La natura
Il monte Autore (1858), il monte Tarino e Comunacque punto di incontro tra l’Aniene e il Simbrivio sono i vertici di un immaginario triangolo che delimita il territorio di Vallepietra.
Vallepietra è nel cuore del Parco Regionale dei Monti Simbruini; il maggiore dei Parchi del Lazio costituito da sette comuni: oltre a Vallepietra, Camerata Nuova, Cervara di Roma, Filettino, Jenne e Trevi nel Lazio.
L’elemento che maggiormente caratterizza il territorio è la copiosa presenza d’acqua.

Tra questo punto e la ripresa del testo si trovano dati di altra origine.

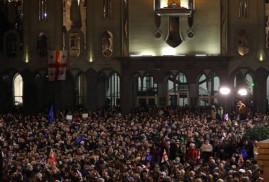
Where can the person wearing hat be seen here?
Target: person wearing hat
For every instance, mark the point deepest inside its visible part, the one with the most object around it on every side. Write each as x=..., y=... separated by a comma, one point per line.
x=192, y=154
x=207, y=150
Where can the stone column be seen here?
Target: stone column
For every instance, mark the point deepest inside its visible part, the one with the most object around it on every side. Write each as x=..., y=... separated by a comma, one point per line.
x=91, y=102
x=263, y=158
x=126, y=94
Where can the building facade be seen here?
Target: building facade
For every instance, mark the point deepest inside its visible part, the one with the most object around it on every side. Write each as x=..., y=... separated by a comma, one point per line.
x=134, y=52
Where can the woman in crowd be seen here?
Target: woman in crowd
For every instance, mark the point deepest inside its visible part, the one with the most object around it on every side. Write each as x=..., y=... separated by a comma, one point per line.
x=140, y=146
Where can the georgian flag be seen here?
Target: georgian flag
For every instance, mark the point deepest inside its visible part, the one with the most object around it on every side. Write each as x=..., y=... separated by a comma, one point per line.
x=52, y=160
x=57, y=65
x=164, y=157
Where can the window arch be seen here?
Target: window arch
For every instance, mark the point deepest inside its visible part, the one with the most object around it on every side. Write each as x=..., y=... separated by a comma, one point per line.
x=81, y=90
x=18, y=89
x=113, y=90
x=11, y=45
x=208, y=87
x=178, y=90
x=42, y=44
x=42, y=13
x=107, y=44
x=246, y=81
x=243, y=42
x=147, y=90
x=74, y=44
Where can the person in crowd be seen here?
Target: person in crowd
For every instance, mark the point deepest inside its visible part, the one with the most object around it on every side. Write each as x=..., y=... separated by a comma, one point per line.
x=112, y=147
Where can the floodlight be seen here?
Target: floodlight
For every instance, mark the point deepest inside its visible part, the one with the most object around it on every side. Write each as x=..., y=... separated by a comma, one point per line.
x=242, y=92
x=225, y=91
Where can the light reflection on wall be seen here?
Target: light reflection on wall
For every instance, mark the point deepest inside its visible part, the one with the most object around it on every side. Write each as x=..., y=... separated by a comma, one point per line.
x=184, y=3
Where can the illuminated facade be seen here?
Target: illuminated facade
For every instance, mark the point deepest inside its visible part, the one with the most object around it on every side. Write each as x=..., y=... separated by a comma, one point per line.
x=134, y=52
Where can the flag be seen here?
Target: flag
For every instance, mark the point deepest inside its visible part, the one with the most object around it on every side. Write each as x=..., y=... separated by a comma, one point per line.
x=51, y=114
x=226, y=117
x=42, y=162
x=240, y=160
x=244, y=152
x=148, y=157
x=80, y=139
x=164, y=157
x=52, y=160
x=57, y=65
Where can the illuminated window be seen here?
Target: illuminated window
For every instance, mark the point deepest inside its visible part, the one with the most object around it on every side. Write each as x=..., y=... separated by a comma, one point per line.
x=249, y=83
x=42, y=13
x=107, y=10
x=208, y=87
x=42, y=45
x=18, y=89
x=107, y=44
x=243, y=42
x=11, y=45
x=74, y=44
x=178, y=90
x=81, y=91
x=113, y=90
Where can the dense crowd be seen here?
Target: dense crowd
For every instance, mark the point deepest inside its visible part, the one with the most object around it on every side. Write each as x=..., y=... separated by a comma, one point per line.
x=150, y=144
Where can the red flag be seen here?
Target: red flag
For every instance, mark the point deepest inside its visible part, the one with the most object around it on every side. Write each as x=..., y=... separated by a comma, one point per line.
x=164, y=157
x=57, y=65
x=52, y=160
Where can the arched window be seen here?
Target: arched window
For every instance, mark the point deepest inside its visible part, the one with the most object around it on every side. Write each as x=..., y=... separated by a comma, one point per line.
x=147, y=91
x=178, y=90
x=246, y=82
x=81, y=91
x=107, y=10
x=113, y=90
x=74, y=16
x=11, y=45
x=249, y=83
x=42, y=13
x=18, y=89
x=42, y=45
x=243, y=42
x=107, y=44
x=208, y=87
x=74, y=44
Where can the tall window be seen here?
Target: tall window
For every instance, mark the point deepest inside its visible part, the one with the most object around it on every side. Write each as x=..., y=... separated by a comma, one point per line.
x=107, y=44
x=18, y=89
x=74, y=44
x=208, y=87
x=81, y=89
x=42, y=13
x=178, y=90
x=107, y=10
x=74, y=16
x=42, y=45
x=147, y=91
x=11, y=45
x=113, y=90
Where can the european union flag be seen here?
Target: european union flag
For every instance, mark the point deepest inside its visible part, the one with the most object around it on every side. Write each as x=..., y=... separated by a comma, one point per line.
x=244, y=152
x=51, y=115
x=79, y=139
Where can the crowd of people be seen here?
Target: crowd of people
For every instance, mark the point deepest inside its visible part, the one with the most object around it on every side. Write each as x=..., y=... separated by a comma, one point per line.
x=151, y=144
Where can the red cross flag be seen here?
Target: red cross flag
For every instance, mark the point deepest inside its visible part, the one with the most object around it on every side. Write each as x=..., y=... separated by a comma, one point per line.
x=57, y=65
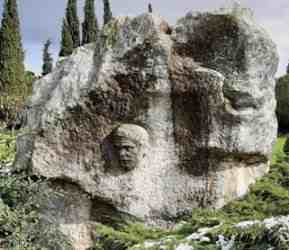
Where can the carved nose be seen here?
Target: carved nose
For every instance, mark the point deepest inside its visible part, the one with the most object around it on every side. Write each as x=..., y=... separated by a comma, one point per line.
x=123, y=153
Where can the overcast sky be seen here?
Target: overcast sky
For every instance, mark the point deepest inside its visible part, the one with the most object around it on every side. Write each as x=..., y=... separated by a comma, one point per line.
x=41, y=19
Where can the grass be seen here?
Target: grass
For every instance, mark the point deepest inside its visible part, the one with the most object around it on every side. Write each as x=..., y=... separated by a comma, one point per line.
x=268, y=197
x=278, y=148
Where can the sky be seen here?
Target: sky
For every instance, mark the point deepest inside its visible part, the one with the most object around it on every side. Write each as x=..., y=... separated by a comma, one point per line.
x=42, y=20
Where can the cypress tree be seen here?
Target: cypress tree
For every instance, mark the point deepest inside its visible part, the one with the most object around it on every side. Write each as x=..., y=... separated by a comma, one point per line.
x=150, y=8
x=73, y=22
x=47, y=59
x=107, y=15
x=90, y=25
x=11, y=52
x=66, y=40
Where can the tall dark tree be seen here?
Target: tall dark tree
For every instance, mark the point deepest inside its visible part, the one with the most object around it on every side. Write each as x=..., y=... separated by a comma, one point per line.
x=150, y=8
x=47, y=59
x=107, y=14
x=89, y=25
x=11, y=52
x=66, y=48
x=73, y=22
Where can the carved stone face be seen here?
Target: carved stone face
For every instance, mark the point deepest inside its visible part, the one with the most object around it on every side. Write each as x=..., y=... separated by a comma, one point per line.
x=129, y=143
x=127, y=153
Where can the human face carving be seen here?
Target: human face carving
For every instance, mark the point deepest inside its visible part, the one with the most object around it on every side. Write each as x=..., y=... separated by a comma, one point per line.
x=127, y=152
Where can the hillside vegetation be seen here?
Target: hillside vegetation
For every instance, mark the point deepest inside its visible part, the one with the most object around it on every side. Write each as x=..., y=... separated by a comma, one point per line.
x=20, y=224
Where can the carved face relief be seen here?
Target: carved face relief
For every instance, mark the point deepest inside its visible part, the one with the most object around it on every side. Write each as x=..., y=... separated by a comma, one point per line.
x=129, y=142
x=127, y=153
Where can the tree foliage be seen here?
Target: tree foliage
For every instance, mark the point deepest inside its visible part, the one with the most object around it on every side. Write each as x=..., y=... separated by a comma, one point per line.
x=66, y=40
x=11, y=51
x=90, y=24
x=47, y=59
x=282, y=96
x=107, y=16
x=73, y=22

L’acqua infatti è la grande protagonista del territorio di Vallepietra. Non a caso il nome Simbrivio ha origine dal latino “sub imbribus” sotto le piogge. Queste favoriscono la ricca vegetazione forestale. Attraverso doline e inghiottitoi, l’acqua piovana percorre vie sotterranee non conosciute e ramificate sino a riemergere limpida e pura. Dal Monte Autore sgorgano le acque del gelido Simbrivio, come lo definisce lo scrittore latino Silio Italico. Il fiume scorre lungo tutta la valle, raccoglie innumerevoli altri corsi fino al confluire, in località Comunacque, nell’Aniene, che nasce a Filettino e percorre tutta la valle parallela a quella del Simbrivio.
Non sappiamo quante sorgenti ci sono a Vallepietra, ma possiamo ben dire che non c’è luogo o valle dove non siano presenti polle d’acqua.

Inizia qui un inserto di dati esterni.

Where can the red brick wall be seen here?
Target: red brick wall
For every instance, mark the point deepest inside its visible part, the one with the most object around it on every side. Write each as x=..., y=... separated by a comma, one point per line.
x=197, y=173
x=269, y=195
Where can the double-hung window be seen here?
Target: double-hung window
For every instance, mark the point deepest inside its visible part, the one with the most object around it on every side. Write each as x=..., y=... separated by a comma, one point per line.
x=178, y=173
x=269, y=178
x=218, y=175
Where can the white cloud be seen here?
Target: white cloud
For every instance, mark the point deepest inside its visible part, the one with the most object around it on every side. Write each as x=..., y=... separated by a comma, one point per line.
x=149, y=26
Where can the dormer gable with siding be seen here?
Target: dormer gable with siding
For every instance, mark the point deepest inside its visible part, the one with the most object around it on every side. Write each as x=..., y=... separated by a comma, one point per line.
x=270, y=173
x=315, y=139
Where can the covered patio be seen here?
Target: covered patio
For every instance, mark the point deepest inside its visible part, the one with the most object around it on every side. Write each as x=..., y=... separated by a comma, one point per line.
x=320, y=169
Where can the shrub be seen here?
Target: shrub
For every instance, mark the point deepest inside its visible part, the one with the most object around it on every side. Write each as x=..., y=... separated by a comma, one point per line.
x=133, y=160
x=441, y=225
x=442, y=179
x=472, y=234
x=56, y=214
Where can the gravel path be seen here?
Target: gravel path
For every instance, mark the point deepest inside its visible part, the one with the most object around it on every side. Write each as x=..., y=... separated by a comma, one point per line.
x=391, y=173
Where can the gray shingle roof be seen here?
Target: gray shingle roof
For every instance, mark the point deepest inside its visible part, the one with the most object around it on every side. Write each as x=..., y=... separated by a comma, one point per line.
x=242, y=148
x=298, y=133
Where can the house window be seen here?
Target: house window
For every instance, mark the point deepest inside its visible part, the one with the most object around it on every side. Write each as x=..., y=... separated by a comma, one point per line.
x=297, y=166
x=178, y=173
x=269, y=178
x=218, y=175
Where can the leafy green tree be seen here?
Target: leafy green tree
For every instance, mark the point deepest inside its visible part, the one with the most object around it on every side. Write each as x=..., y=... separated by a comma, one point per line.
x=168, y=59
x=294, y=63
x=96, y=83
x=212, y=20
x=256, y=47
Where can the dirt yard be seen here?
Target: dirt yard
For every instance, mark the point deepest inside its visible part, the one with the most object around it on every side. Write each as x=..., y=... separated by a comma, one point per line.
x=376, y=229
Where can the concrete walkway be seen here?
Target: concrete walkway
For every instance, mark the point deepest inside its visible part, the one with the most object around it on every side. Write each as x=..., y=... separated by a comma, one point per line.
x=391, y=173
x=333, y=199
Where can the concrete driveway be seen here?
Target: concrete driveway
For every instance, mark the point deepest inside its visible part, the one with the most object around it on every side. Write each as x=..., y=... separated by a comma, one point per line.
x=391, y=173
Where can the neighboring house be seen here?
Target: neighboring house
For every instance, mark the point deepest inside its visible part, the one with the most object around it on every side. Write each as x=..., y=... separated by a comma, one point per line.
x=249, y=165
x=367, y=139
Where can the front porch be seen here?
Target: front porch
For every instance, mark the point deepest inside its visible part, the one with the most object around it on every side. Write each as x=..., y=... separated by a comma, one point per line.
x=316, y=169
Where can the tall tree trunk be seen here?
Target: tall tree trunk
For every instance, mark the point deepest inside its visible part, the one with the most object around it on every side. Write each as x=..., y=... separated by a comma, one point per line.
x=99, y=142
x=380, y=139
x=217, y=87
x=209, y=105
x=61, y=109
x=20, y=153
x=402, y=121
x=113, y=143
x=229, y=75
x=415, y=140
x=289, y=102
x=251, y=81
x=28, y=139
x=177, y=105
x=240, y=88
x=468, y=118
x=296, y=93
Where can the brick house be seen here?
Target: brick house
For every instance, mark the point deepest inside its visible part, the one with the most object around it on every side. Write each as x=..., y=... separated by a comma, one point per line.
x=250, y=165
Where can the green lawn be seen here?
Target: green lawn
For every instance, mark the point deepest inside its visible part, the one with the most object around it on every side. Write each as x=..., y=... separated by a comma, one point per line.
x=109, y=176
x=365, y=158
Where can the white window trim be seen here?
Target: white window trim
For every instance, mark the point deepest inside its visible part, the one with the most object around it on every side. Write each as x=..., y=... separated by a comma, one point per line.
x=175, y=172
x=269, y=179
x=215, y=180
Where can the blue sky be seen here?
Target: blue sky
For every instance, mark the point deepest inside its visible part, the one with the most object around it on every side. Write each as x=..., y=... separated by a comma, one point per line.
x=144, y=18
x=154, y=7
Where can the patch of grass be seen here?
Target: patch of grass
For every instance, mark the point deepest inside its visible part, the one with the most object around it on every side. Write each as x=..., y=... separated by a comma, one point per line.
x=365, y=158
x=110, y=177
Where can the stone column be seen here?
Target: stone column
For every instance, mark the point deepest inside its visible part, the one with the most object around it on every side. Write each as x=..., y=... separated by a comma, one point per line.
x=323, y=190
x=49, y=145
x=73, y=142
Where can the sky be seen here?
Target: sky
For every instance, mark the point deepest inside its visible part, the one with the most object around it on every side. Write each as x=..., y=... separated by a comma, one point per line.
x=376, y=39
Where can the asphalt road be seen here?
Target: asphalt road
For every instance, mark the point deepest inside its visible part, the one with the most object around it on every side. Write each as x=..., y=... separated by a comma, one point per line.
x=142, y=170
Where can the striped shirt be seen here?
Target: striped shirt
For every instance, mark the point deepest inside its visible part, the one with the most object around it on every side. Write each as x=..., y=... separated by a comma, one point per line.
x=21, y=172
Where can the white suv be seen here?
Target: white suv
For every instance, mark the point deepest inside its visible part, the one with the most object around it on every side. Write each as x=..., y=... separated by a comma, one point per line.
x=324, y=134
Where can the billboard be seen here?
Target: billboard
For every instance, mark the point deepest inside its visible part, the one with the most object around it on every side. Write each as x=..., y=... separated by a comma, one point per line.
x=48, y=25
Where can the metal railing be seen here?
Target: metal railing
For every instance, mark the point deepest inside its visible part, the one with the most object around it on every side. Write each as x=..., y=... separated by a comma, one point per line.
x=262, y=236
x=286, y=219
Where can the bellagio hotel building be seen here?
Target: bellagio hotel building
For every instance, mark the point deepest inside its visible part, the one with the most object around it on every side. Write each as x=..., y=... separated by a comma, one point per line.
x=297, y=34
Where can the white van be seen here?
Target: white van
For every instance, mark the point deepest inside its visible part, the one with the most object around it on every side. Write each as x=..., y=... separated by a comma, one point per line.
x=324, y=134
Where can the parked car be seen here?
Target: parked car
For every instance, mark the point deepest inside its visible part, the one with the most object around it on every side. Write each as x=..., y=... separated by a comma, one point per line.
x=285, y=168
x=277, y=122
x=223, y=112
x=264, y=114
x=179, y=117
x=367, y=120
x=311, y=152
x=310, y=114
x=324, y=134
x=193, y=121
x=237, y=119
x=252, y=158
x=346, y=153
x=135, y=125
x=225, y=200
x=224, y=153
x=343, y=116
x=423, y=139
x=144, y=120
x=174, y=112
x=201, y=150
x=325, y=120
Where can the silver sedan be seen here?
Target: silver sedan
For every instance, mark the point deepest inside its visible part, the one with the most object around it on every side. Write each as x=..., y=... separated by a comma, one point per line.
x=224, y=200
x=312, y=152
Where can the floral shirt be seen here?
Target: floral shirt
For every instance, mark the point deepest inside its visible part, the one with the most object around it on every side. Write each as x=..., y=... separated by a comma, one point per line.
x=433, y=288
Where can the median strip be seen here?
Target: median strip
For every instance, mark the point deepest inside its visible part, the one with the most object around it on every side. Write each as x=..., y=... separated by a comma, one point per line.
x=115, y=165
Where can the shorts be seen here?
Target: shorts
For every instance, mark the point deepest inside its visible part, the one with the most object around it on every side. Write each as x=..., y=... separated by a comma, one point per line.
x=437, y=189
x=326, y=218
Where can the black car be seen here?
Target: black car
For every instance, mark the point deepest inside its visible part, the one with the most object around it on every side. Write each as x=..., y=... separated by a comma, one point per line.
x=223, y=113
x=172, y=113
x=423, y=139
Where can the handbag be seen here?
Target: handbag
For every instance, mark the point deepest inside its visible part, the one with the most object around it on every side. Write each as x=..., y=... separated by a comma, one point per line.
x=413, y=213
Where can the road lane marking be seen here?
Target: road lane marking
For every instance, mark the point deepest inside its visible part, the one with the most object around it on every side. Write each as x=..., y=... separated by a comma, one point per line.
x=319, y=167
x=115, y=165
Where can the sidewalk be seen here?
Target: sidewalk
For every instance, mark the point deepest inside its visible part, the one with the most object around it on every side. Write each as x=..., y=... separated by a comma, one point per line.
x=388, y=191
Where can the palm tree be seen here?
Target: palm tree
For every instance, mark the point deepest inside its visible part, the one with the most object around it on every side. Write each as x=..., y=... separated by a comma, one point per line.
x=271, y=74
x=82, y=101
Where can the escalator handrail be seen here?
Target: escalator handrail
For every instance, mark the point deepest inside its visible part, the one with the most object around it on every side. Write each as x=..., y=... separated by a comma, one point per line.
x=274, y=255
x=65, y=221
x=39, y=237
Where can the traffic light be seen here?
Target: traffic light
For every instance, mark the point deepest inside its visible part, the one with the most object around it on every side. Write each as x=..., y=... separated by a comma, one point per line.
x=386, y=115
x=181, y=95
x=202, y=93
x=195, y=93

Con l’acqua, altro protagonista del territorio di Vallepietra è il verde.
Tra i secolari boschi di faggio, impreziositi, nei mesi autunnali, dai colori caldi dell’acero, si aprono d’improvviso radure di un verde intenso.
Le grandi faggete del vallone del monte Autore e della Tagliata sono interrotte dall’immenso Campo della Pietra, ma riprendono subito dopo, verso il campo del Ceraso e verso le vedute di Faito dove i faggi a causa della particolarità del terreno, hanno fusti incredibilmente contorti. Accanto a colossi ultracentenari di faggio e d’acero vivono primule, genziane ribes alpino e agrifoglio che testimoniano la ricchezza della vegetazione dei Simbruini.
Ricca ed importante anche la fauna. È presente il lupo ed è stato visto anche l’orso marsicano che sopravvive, anche se in pochi esemplari, nel vicino parco Nazionale d’Abruzzo. Il falco pellegrino nidifica nella maestosa e inaccessibile parete della Tagliata e l’aquila reale tra le rocce dell’impervia e grande distesa di monte Faito.